Token Performance and the Road Ahead
Frustration among existing WLFI holders is growing alongside the governance concerns. Nearly 80% of presale tokens remain locked, and the project's co-founders hold unilateral authority over who can sell and when. The co-founders also reserve the right to block governance proposals before they reach a vote, a power that sits in direct tension with the project's decentralized governance branding. In one documented case, the team froze $9 million in tokens belonging to Tron founder Justin Sun after he attempted a transfer, despite his $75 million investment in the project. "They are my investments and I want to have access to them. We have become hostages," one anonymous holder wrote on the WLFI community forum.

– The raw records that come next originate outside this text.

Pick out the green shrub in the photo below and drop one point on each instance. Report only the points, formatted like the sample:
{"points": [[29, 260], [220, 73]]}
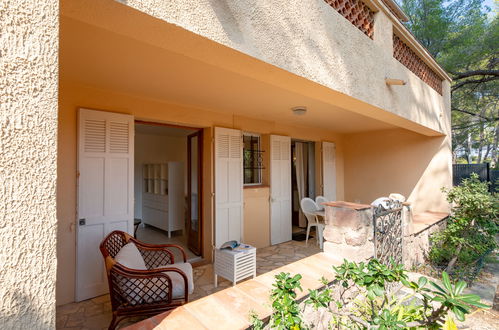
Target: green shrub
{"points": [[471, 228], [372, 306]]}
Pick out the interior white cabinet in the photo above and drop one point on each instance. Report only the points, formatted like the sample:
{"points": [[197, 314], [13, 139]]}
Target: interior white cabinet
{"points": [[163, 196]]}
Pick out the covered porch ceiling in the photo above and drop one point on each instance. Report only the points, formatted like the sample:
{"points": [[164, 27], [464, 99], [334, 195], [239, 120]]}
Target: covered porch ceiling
{"points": [[111, 59]]}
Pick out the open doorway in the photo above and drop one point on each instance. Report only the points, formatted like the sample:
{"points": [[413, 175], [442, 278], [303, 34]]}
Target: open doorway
{"points": [[167, 196], [302, 179]]}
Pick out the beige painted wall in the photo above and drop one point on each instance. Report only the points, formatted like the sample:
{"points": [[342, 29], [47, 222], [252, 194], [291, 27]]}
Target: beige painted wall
{"points": [[398, 161], [330, 60], [28, 163], [74, 95], [324, 48]]}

The WLFI governance token peaked at $0.33 in September 2025, a peak gain of between 6x and 22x over its presale price range of $0.015 to $0.05, but has declined roughly 54% from that high as of March 2026.
WLFI continues to expand its footprint. A February 2026 announcement described plans to tokenize (convert into tradeable digital tokens) loan revenue interests tied to Trump International Hotel and Resort in the Maldives for accredited investors, in partnership with BlackRock-backed Securitize and developer DarGlobal.
Whether the Super Node program attracts the commercial partners WLFI is seeking, or intensifies the regulatory and political scrutiny that has grown around the project, may depend on how officials in Islamabad, Washington, and Abu Dhabi choose to respond in the months ahead.